$xy\leq x^2+y^2$ is a naive form of Cauchy Schwarz? In class, my professor explained that $xy\leq x^2+y^2$ for $x,y \in \mathbb{R}$ is a naive form of the Cauchy-Schwarz inequality. Is this true and how can I see this?

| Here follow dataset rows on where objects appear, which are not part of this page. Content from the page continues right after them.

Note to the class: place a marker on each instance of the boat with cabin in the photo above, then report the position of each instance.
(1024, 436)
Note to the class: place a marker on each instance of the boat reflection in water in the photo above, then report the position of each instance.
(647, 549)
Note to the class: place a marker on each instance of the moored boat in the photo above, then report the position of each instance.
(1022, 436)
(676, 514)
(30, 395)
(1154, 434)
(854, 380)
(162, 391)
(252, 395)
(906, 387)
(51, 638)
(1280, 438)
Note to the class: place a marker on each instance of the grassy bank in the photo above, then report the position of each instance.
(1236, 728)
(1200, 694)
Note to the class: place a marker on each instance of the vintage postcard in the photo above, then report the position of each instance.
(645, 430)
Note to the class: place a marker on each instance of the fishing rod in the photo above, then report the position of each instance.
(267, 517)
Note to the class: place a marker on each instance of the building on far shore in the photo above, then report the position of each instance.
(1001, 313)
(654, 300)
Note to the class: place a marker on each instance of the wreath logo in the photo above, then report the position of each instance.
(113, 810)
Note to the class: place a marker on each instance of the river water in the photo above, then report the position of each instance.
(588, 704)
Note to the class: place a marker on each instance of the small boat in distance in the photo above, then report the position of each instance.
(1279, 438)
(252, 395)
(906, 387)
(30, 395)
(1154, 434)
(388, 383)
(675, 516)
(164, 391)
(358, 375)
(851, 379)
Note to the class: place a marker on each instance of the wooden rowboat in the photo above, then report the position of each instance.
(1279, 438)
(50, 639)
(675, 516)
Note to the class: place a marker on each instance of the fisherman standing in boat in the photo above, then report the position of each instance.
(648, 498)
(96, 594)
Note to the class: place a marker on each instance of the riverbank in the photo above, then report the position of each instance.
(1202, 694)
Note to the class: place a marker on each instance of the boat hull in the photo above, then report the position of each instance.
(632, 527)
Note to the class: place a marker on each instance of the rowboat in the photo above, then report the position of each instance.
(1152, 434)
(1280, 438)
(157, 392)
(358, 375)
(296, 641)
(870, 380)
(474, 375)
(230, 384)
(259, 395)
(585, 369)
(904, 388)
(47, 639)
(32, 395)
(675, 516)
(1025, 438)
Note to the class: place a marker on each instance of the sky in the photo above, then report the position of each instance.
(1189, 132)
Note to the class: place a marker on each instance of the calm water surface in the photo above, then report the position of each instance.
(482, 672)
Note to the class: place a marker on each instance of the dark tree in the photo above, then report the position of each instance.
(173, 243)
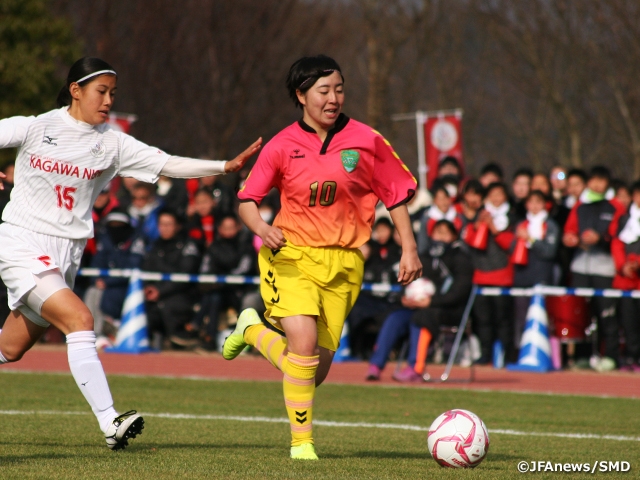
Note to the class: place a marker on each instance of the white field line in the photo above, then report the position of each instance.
(326, 423)
(200, 378)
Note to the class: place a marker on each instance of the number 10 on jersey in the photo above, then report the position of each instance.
(327, 193)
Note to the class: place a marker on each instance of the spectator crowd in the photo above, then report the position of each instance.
(564, 227)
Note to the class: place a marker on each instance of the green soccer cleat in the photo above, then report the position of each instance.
(234, 343)
(306, 451)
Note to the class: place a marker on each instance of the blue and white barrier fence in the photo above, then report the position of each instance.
(372, 287)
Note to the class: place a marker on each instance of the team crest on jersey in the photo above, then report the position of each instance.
(350, 159)
(98, 150)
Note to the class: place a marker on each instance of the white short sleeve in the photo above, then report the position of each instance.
(139, 160)
(13, 131)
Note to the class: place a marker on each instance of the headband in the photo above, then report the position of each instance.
(95, 74)
(331, 70)
(118, 217)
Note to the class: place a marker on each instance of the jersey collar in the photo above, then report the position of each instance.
(341, 122)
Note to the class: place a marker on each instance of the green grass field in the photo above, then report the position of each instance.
(238, 430)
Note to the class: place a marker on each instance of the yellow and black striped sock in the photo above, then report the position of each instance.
(299, 386)
(269, 343)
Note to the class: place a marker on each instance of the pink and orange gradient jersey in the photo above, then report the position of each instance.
(329, 190)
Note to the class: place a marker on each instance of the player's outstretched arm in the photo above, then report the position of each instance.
(410, 266)
(238, 162)
(182, 167)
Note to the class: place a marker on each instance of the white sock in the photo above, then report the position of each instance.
(2, 359)
(87, 371)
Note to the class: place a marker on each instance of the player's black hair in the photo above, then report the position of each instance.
(523, 172)
(306, 71)
(600, 171)
(494, 185)
(384, 221)
(170, 211)
(537, 193)
(80, 69)
(439, 186)
(446, 223)
(450, 160)
(577, 172)
(492, 168)
(474, 186)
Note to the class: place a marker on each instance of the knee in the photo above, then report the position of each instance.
(12, 354)
(81, 321)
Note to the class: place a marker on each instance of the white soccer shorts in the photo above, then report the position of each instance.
(25, 256)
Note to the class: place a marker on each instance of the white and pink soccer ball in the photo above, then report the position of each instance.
(459, 439)
(420, 289)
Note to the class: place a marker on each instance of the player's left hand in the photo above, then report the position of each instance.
(238, 162)
(414, 304)
(410, 267)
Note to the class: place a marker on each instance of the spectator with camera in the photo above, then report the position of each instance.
(535, 252)
(447, 264)
(490, 240)
(589, 229)
(382, 256)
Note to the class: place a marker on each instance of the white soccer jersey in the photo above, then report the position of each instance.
(61, 167)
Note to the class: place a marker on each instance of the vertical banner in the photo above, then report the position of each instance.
(442, 138)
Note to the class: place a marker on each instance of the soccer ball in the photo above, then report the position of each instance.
(420, 289)
(459, 439)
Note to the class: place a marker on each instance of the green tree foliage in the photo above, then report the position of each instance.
(36, 49)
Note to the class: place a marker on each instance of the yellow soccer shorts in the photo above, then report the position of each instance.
(316, 281)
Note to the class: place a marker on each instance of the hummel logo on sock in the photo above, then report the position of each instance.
(301, 417)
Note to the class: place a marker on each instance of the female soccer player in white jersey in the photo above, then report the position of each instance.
(65, 158)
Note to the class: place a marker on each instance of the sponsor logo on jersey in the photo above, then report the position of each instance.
(45, 259)
(350, 159)
(51, 165)
(296, 154)
(98, 150)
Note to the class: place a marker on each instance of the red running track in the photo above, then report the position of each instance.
(53, 358)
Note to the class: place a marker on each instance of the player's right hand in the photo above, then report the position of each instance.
(273, 238)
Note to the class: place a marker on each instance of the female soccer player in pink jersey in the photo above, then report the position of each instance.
(65, 158)
(331, 171)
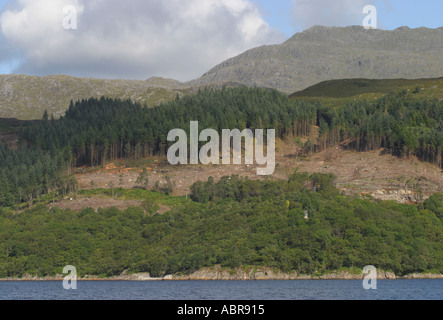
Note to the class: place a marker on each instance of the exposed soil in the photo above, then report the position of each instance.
(376, 173)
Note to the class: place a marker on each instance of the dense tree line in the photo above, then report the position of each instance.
(402, 125)
(28, 173)
(305, 226)
(95, 131)
(100, 130)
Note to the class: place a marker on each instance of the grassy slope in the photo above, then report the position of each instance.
(338, 92)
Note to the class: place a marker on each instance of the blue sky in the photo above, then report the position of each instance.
(18, 51)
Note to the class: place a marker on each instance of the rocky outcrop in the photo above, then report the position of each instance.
(240, 274)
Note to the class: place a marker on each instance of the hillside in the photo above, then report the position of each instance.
(27, 97)
(339, 92)
(328, 53)
(308, 58)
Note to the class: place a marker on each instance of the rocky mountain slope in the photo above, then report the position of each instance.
(329, 53)
(315, 55)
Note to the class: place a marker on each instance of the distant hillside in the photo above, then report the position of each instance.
(308, 58)
(26, 97)
(328, 53)
(340, 92)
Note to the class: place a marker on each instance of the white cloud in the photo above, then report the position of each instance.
(337, 13)
(134, 39)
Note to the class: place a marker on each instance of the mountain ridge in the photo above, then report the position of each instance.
(306, 59)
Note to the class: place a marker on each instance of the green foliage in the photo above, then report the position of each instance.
(253, 228)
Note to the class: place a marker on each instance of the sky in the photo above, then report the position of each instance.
(179, 39)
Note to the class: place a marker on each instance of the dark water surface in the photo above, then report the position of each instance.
(224, 290)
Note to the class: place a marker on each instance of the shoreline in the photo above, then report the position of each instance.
(219, 274)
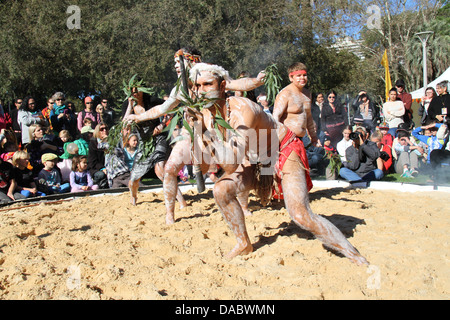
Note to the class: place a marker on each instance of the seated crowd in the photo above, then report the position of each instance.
(55, 150)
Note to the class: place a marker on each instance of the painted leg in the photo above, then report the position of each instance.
(243, 201)
(297, 203)
(159, 170)
(134, 187)
(225, 195)
(179, 156)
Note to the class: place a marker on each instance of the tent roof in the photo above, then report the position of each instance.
(419, 93)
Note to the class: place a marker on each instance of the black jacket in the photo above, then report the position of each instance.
(364, 159)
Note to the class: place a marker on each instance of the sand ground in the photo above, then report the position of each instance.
(103, 248)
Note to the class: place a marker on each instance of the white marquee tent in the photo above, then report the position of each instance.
(419, 93)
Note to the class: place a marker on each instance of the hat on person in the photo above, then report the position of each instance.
(383, 125)
(48, 157)
(400, 83)
(87, 129)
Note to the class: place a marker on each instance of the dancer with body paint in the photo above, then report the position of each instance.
(293, 109)
(139, 103)
(247, 118)
(181, 152)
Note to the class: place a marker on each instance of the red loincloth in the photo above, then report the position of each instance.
(291, 143)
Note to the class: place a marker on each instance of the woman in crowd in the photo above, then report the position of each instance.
(61, 117)
(96, 155)
(38, 146)
(28, 115)
(393, 111)
(430, 93)
(334, 118)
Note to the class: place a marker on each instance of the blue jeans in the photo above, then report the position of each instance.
(61, 189)
(352, 176)
(393, 131)
(28, 194)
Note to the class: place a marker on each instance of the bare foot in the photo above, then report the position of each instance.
(239, 250)
(170, 219)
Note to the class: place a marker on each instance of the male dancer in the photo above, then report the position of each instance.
(293, 108)
(247, 119)
(181, 152)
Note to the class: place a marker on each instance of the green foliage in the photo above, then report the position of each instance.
(39, 55)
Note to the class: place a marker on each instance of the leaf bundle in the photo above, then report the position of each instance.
(134, 83)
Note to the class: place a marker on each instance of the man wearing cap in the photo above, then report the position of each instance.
(49, 179)
(406, 99)
(88, 112)
(440, 105)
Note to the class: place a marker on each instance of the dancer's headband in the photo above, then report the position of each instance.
(294, 73)
(188, 56)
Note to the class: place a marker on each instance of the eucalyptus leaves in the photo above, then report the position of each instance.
(135, 83)
(194, 105)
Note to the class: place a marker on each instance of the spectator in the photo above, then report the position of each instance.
(61, 117)
(70, 106)
(425, 104)
(24, 176)
(38, 146)
(84, 140)
(96, 155)
(49, 178)
(316, 157)
(439, 106)
(440, 157)
(385, 151)
(109, 111)
(88, 112)
(14, 118)
(316, 111)
(65, 166)
(363, 164)
(262, 100)
(432, 141)
(46, 112)
(80, 178)
(365, 111)
(393, 111)
(406, 98)
(387, 138)
(121, 160)
(5, 119)
(27, 116)
(104, 116)
(334, 118)
(8, 183)
(344, 143)
(407, 155)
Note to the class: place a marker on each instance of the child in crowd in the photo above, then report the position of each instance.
(130, 150)
(49, 178)
(8, 183)
(431, 141)
(24, 176)
(80, 178)
(66, 164)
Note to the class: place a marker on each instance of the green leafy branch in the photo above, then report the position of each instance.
(195, 105)
(134, 83)
(272, 82)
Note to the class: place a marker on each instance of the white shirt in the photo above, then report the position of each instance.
(342, 146)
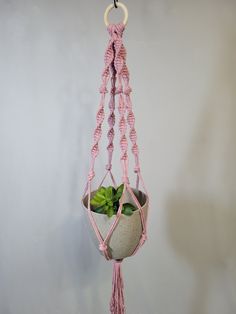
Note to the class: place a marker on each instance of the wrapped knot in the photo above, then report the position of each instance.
(127, 90)
(103, 90)
(103, 247)
(125, 179)
(108, 167)
(143, 239)
(91, 175)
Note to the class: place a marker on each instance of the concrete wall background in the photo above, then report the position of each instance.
(182, 61)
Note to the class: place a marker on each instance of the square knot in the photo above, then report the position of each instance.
(143, 239)
(125, 179)
(103, 247)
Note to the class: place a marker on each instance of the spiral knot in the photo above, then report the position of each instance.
(127, 90)
(125, 179)
(103, 89)
(103, 247)
(91, 175)
(113, 90)
(116, 30)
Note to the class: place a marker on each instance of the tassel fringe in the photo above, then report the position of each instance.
(117, 304)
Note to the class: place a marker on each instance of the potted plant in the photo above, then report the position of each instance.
(104, 204)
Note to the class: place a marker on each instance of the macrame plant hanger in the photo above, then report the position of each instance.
(113, 244)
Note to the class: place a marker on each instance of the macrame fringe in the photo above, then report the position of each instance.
(117, 304)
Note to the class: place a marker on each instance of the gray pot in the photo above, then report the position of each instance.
(128, 231)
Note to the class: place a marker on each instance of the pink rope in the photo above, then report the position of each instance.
(117, 72)
(117, 304)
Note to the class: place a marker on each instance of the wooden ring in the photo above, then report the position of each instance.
(119, 5)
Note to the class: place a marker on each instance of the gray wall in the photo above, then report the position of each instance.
(182, 61)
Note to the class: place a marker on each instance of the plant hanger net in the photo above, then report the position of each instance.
(116, 75)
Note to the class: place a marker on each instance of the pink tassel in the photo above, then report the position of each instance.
(117, 304)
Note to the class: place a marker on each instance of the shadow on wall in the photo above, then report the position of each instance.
(201, 212)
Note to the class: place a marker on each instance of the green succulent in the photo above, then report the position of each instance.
(106, 201)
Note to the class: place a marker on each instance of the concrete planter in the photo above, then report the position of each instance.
(128, 231)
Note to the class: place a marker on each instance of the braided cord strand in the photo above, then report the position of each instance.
(109, 60)
(119, 64)
(135, 149)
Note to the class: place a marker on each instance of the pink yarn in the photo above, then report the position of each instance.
(116, 71)
(117, 304)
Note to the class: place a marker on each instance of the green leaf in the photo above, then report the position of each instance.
(95, 201)
(99, 210)
(109, 193)
(128, 209)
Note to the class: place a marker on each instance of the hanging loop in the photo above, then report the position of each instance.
(119, 5)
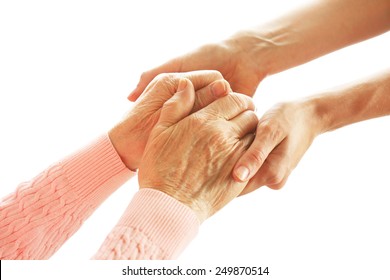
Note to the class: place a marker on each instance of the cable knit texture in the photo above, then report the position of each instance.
(43, 213)
(154, 226)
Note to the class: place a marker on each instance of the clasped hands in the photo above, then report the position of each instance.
(192, 138)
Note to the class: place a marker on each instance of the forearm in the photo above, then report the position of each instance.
(352, 103)
(43, 213)
(154, 226)
(313, 31)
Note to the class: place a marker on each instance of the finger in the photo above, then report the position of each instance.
(178, 106)
(199, 79)
(279, 185)
(245, 123)
(268, 136)
(210, 93)
(228, 106)
(148, 76)
(273, 173)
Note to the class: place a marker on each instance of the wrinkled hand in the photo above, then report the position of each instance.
(129, 137)
(229, 57)
(283, 135)
(191, 157)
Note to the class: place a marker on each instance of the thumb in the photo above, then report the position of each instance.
(266, 140)
(179, 105)
(148, 76)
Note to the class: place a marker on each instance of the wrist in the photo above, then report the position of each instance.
(316, 114)
(128, 143)
(253, 51)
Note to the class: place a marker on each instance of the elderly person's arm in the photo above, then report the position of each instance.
(37, 219)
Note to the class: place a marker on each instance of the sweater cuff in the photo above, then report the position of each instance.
(96, 171)
(165, 221)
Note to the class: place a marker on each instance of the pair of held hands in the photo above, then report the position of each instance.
(189, 134)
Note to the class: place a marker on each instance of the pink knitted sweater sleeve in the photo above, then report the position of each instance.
(154, 226)
(43, 213)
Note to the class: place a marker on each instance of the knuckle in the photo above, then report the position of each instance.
(252, 117)
(272, 129)
(274, 176)
(216, 73)
(277, 186)
(237, 101)
(144, 75)
(257, 156)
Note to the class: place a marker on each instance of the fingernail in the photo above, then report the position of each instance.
(182, 85)
(242, 173)
(218, 88)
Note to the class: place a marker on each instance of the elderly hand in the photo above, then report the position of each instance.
(283, 135)
(234, 58)
(129, 137)
(191, 157)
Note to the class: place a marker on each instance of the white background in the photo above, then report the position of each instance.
(66, 68)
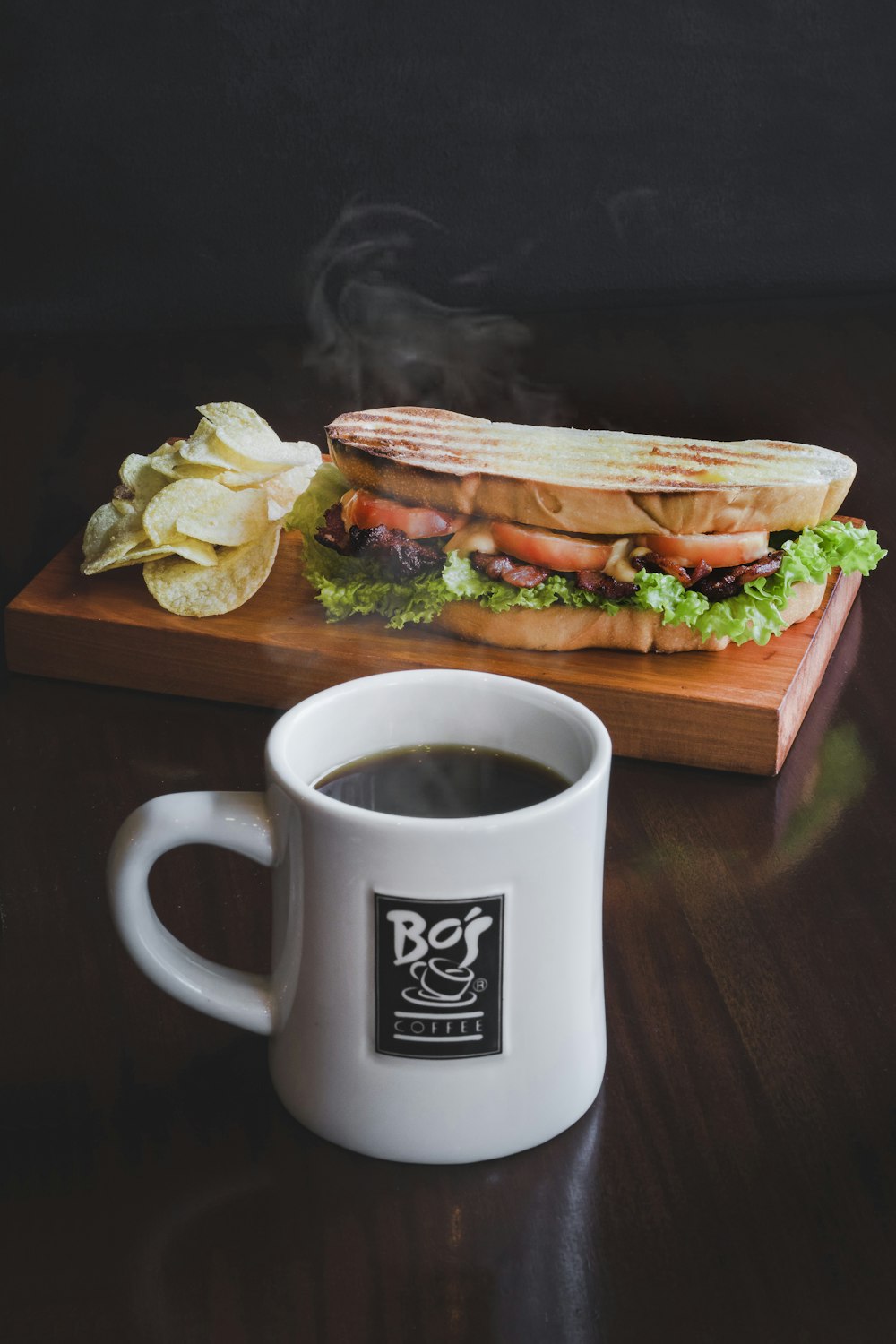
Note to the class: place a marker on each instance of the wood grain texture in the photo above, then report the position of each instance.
(737, 710)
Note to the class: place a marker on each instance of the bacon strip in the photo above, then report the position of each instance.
(654, 564)
(398, 554)
(512, 572)
(594, 581)
(728, 582)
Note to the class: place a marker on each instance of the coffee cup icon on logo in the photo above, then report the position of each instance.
(443, 978)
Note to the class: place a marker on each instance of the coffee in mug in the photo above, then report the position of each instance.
(437, 983)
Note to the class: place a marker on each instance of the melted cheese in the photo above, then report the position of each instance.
(474, 535)
(618, 566)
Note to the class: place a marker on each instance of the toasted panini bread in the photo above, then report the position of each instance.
(562, 628)
(564, 539)
(595, 481)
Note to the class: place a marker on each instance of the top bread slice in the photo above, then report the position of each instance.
(594, 481)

 A: It is not exactly the CS inequality. But there are several ways to see this. Observe for example:
$$
0 \leq (x-y)^2 = x^2+y^2-2xy
$$
Rearrange to get
$$
xy \leq \frac{1}{2}(x^2+y^2).
$$
Or another way to see this: Use that $\log$ is concave.
$$
\log\left(\frac{1}{2}x^2+\frac{1}{2}y^2 \right) \geq \frac{1}{2}\left(\log(x^2) + \log(y^2) \right)= \frac{1}{2}\log(x^2y^2) = \log\left(\sqrt {x^2y^2} \right) = \log(\lvert xy \rvert) 
$$
Take the exponential on both sides to see an even better version of the last inequality.
There are literally dozens of proofs.
This inequality is a special case of the very important Young inequality. It can be used to prove Hölder's inequality a special case of which is the CS inequality.
A: The inequality of Cauchy-Schwarz is :
$$\forall n \in \mathbb{N}^*, \forall x_1, \ldots, x_n, y_1, \ldots, y_n \in \mathbb{R}, \left(x_1 y_1 + \cdots + x_n y_n\right)^2 \leq \left(x_1^2 + \cdots + x_n^2\right) \left(y_1^2 + \cdots + y_n^2\right)$$
When $n = 2$, $x_1 = y_2 = a$ and $x_2 = y_1 = b$ and we have :
$$\left(a b + b a\right)^2 \leq \left(a^2 + b^2\right) \left(b^2 + a^2\right)$$
We deduce that :
$$a b \leq \dfrac{a^2 + b^2}{2} \leq a^2 + b^2$$